Trois heures en 35 mm ?
Et l’on tourne où l’on veut, quand on veut, dans n’importe quel espace, avec n’importe quelle lumière. On tourne de nuit dans une ville… Pour la première fois, on peut faire des plans de nuit sublimes, où l’on voit les vraies couleurs.
Et puis, surtout, la mise en scène est fluide et vous êtes libre. Vous pouvez ne vous concentrer que sur la mise en scène, et enchaîner les prises. Vous pouvez faire soixante-dix prises si nécessaire. Et ça ne coûte pratiquement rien. Il n’y a plus cette pression du temps et du budget. Alors maintenant que je peux aller aussi loin dans chaque plan, je me rends compte que c’est ça le cinéma. […]

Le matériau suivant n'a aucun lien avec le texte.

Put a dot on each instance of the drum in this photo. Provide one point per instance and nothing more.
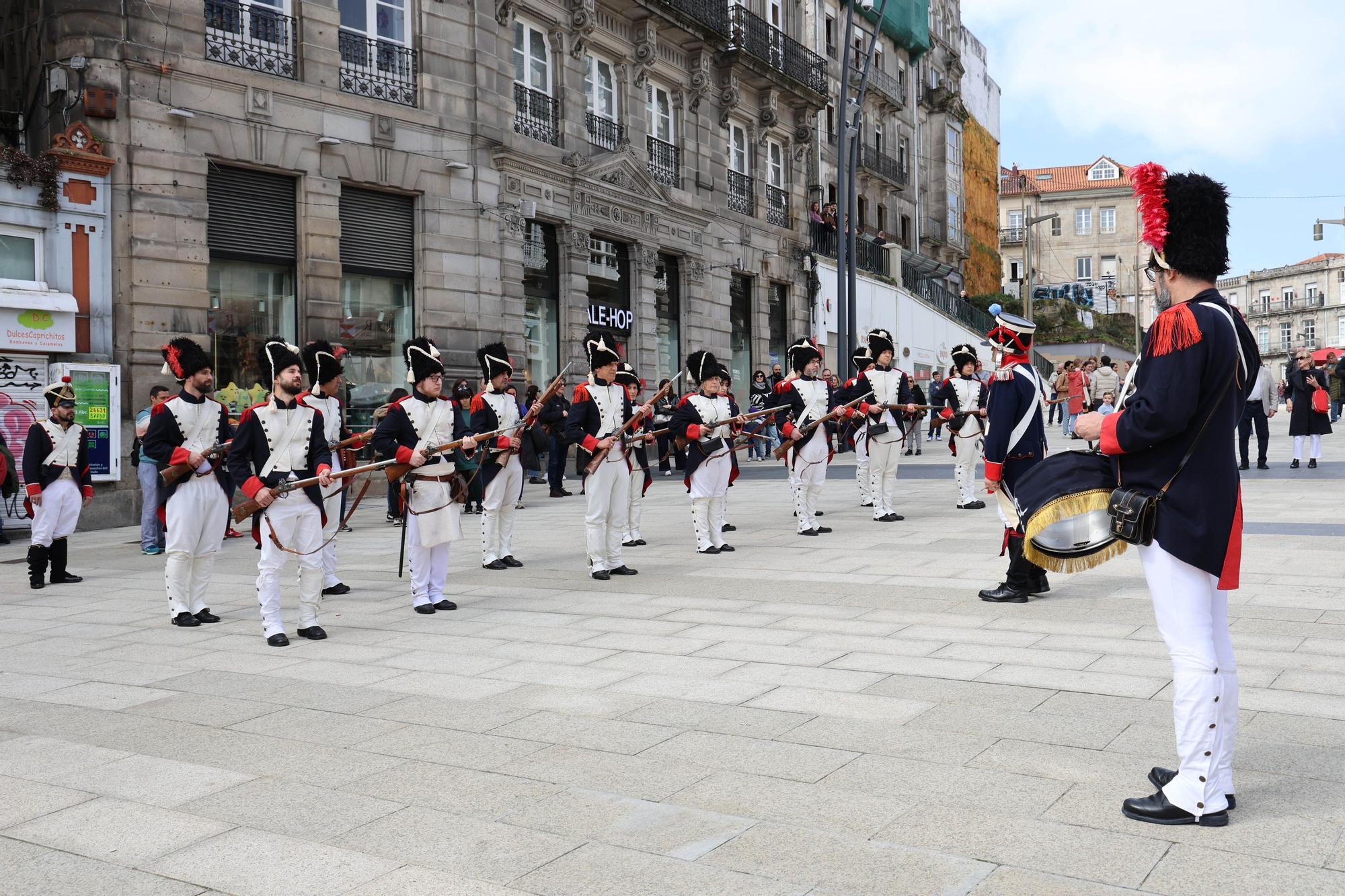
(1063, 506)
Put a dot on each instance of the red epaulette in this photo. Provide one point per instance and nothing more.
(1175, 330)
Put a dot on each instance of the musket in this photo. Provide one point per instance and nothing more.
(808, 431)
(173, 473)
(493, 455)
(621, 434)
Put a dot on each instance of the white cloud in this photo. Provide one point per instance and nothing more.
(1195, 79)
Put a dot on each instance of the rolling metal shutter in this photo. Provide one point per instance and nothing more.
(252, 214)
(377, 232)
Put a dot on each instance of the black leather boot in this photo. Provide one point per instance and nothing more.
(38, 565)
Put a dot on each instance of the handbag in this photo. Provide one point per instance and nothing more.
(1133, 513)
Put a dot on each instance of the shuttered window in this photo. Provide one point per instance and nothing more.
(377, 232)
(252, 214)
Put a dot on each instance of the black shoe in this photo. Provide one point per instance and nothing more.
(1159, 776)
(1004, 595)
(1157, 810)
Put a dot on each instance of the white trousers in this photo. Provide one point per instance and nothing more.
(500, 503)
(806, 478)
(970, 450)
(428, 565)
(332, 505)
(1192, 615)
(59, 513)
(1315, 448)
(298, 524)
(609, 493)
(861, 466)
(884, 459)
(709, 491)
(194, 529)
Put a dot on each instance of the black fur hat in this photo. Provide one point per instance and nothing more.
(184, 357)
(323, 362)
(275, 356)
(494, 361)
(422, 360)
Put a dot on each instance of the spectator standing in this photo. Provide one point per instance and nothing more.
(151, 528)
(1305, 423)
(1260, 409)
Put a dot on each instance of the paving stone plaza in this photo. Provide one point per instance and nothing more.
(825, 716)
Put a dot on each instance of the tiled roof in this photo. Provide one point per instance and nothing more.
(1061, 179)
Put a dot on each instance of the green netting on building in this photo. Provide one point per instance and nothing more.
(907, 22)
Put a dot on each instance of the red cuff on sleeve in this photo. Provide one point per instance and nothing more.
(1108, 443)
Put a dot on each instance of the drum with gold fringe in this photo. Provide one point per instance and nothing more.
(1063, 506)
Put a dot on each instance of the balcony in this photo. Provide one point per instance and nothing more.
(777, 206)
(379, 69)
(883, 165)
(536, 115)
(665, 163)
(742, 194)
(868, 255)
(251, 37)
(782, 54)
(605, 132)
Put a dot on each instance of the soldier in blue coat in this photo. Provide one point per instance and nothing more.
(1016, 440)
(1198, 366)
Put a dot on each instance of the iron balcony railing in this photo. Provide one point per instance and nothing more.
(868, 255)
(536, 115)
(759, 38)
(883, 165)
(665, 163)
(742, 194)
(379, 69)
(251, 37)
(777, 206)
(605, 132)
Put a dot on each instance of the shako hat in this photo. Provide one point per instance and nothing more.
(422, 360)
(323, 362)
(801, 353)
(184, 357)
(494, 361)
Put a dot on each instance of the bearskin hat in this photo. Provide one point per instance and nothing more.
(701, 366)
(801, 353)
(494, 361)
(599, 350)
(59, 392)
(323, 362)
(184, 357)
(880, 341)
(422, 360)
(1186, 220)
(275, 356)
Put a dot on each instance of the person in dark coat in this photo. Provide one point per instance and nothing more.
(1196, 372)
(1307, 424)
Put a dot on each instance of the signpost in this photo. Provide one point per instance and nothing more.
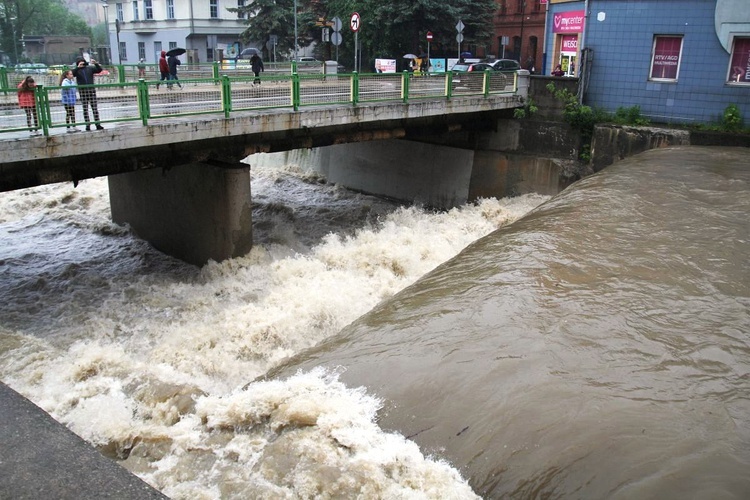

Quant à ceux qui restent bloqués sur le 35 mm en affirmant que "c’est quand même plus beau…", je suis désolée, mais faut pas exagérer non plus : au cinéma, on n’aura jamais la qualité d’une photo. On n’aura jamais un Rembrandt au cinéma. Pour moi la beauté d’une image cinéma n’est pas dans sa plastique pure, elle est dans sa cinétique. C’est à dire que, pour qu’une image soit belle, il faut d’abord qu’elle raconte quelque chose. […]
Depuis l’arrivée de la vidéo, on a souvent prédit une révolution dans le cinéma qui pour l’instant n’a pas eu lieu. Mais je crois sincèrement que la DV va sacrément changer la donne.
Et j’espère qu’une nouvelle génération va s’engouffrer là-dedans et réinventer une nouvelle façon de faire du cinéma. Une génération qui n’aura plus de comptes à rendre à personne, parce qu’elle pourra faire un film pour 200 000 francs. […]
Personnellement, je pense que cela va me permettre d’accomplir un vieux rêve, qui est de tourner un film muet. J’en ai déjà écrit deux, que je n’ai jamais pu tourner parce que ça faisait trop peur aux producteurs. Mais maintenant qu’il y a la DV, je vais pouvoir le faire. Je sais que c’est le moment »
(« La leçon de cinéma, Coline Serreau », Studio Magazine, octobre 2001).

« Cette mini DV est un outil extraordinaire » Agnès Varda
« Ceux qui se servent d'une DV savent qu'elle prend très bien les très gros plans. On peut s'approcher à cinq ou dix centimètres. Je peux filmer avec une main mon autre main. Il y a une intimité, une proximité de cette petite caméra, qui fait qu'on a la possibilité de regarder très près et de regarder tout seul. Dans chaque cas, il faut penser au type d'outil. Il n'y a pas de technique seule. Une technique est toujours liée à un sujet, à un projet. C'est un rapport aux personnes.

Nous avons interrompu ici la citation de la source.